Por que é que muitas pessoas da Europa setentrional não temeram que os cortes nos direitos laborais nos anos 90 pudessem ser presságio do mesmo tipo de coisas que agora estão a ocorrer aqui (na Grécia)?
Acho que tudo é culpa de Esopo. A sua fábula da formiga e da cigarra: a formiga trabalha duro, não desfruta da vida, guarda dinheiro (ou valor), enquanto a cigarra se limita a descansar ao sol, a cantar e a não fazer nada, e depois vem o inverno e põe cada uma no seu lugar. É uma boa fábula: desgraçadamente, na Europa predomina a estranhíssima ideia de que todas as cigarras vivem no Sul e todas as formigas no Norte. Quando, na realidade, o que há são formigas e cigarras em todo o lado. O que aconteceu antes da crise - é a minha revisão da fábula de Esopo— é que as cigarras do Norte e as cigarras do Sul, banqueiros do Norte e banqueiros do Sul, por exemplo, se aliaram para criar uma bolha, uma bolha financeira que os enriqueceu enormemente, permitindo-lhes cantar e descansar ao sol, enquanto as formigas do Norte e do Sul trabalhavam, em condições cada vez mais difíceis, até nos tempos bons: conseguir que as contas quadrassem em 2003, em 2004, não foi nada fácil para as formigas do Norte e do Sul; e depois, quando a bolha, que as cigarras do Norte e as cigarras do Sul tinham criado, estoirou, as cigarras do Norte e do Sul puseram-se de acordo e decidiram que a culpa era das formigas do Norte e das formigas do Sul. A melhor forma de fazer isso era confrontar as formigas do Norte com as formigas do Sul, contando-lhes que no Sul só viviam cigarras. Assim, a União Europa começou a fragmentar-se, e o alemão médio odeia o grego médio, o grego médio odeia o alemão médio. Não tardará que o alemão médio odiará o alemão médio, e o grego médio odiará o grego médio.
Isso já começou, não?
Sim, já se vê. E é exatamente o que ocorreu nos anos 30, e Karl Marx estava completamente equivocado quando disse que a história se repete como farsa. Aqui a história repete-se, simplesmente.

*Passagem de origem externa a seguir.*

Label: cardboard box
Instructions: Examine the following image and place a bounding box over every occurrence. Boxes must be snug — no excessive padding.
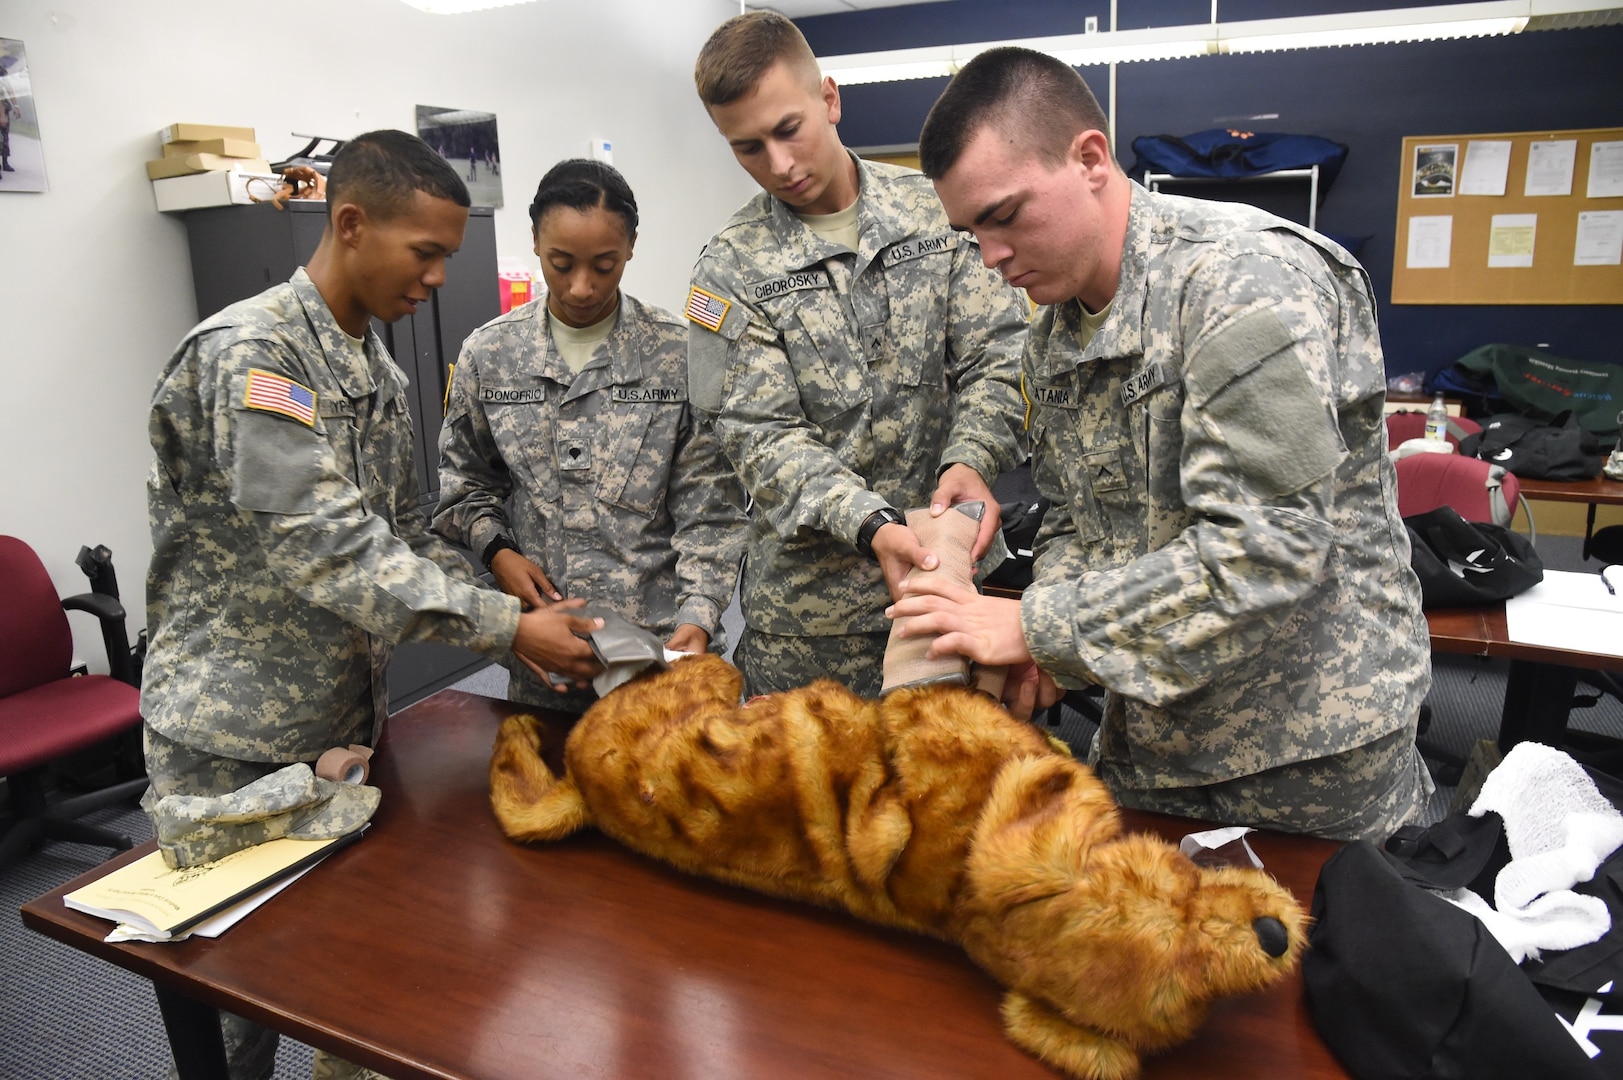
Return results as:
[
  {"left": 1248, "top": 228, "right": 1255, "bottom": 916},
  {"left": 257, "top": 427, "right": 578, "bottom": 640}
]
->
[
  {"left": 160, "top": 122, "right": 256, "bottom": 145},
  {"left": 146, "top": 154, "right": 272, "bottom": 180},
  {"left": 162, "top": 137, "right": 262, "bottom": 160},
  {"left": 151, "top": 169, "right": 282, "bottom": 213}
]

No tocante à decisão do Sr. Draghi de inundar o mercado com biliões de euros, vi que você disse que isso é como usar uma pistola de água num incêndio florestal.
Acho que o Sr. Draghi tem boas intenções. Quer manter unida a zona euro, e é muito competente. Faz o que pode, dadas as restrições que tem. Não tenho a menor dúvida - ainda que ele nunca o admita - de que entende cabalmente que o que está a fazer é demasiado pouco e demasiado tarde: uma pistola de água perante um grande incêndio florestal. Mas ele acha que até uma pistola de água é melhor que nada. Se se declarou um incêndio, ele preferiria servir-se de um canhão de água, e teria preferido começar a usá-lo antes, mas não era permitido porque na Europa temos uma Carta do BCE que o ata de pés e mãos e o lança perante o monstro da deflação, o que é muito injusto para o BCE. E assim será enquanto a Europa não compreender o que é imperiosamente necessário do ponto de vista económico para sustentar uma união monetária, enquanto não entender por que se dá toda esta fragmentação e a crescente renacionalização de tudo, incluída agora a flexibilização quantitativa do senhor Draghi (80% das compras de títulos serão realizadas pelos Bancos Centrais nacionais, como se estes existissem separadamente do BCE). Porque essa fragmentação e essa renacionalização é exatamente o oposto do que deveríamos estar a fazer, apoiar, consolidar. Como se formaram os EUA? Pois, porque cada vez que tinham uma crise - a Guerra Civil, a Grande Depressão - avançavam na sua união. Nós dizemos que estamos a fazer isso com as “uniões bancárias”, com os “Mecanismos Europeus de Estabilização”, mas não é verdade. Criámos uma união bancária que não é uma união bancária, é uma desunião bancária, e chamamo-la, à maneira orwelliana, “união bancária”. A Europa não aprendeu com as lições da história , e enquanto não mudarmos de rumo, é altamente improvável que consigamos manter o conjunto da união.
A propósito dos planos do Syriza para revitalizar a indústria na Grécia, Theodoros Paraskevopoulos disse que se trata também de recuperar as dimensões do setor farmacêutico na Grécia, porque tem uma boa base. Como é isso?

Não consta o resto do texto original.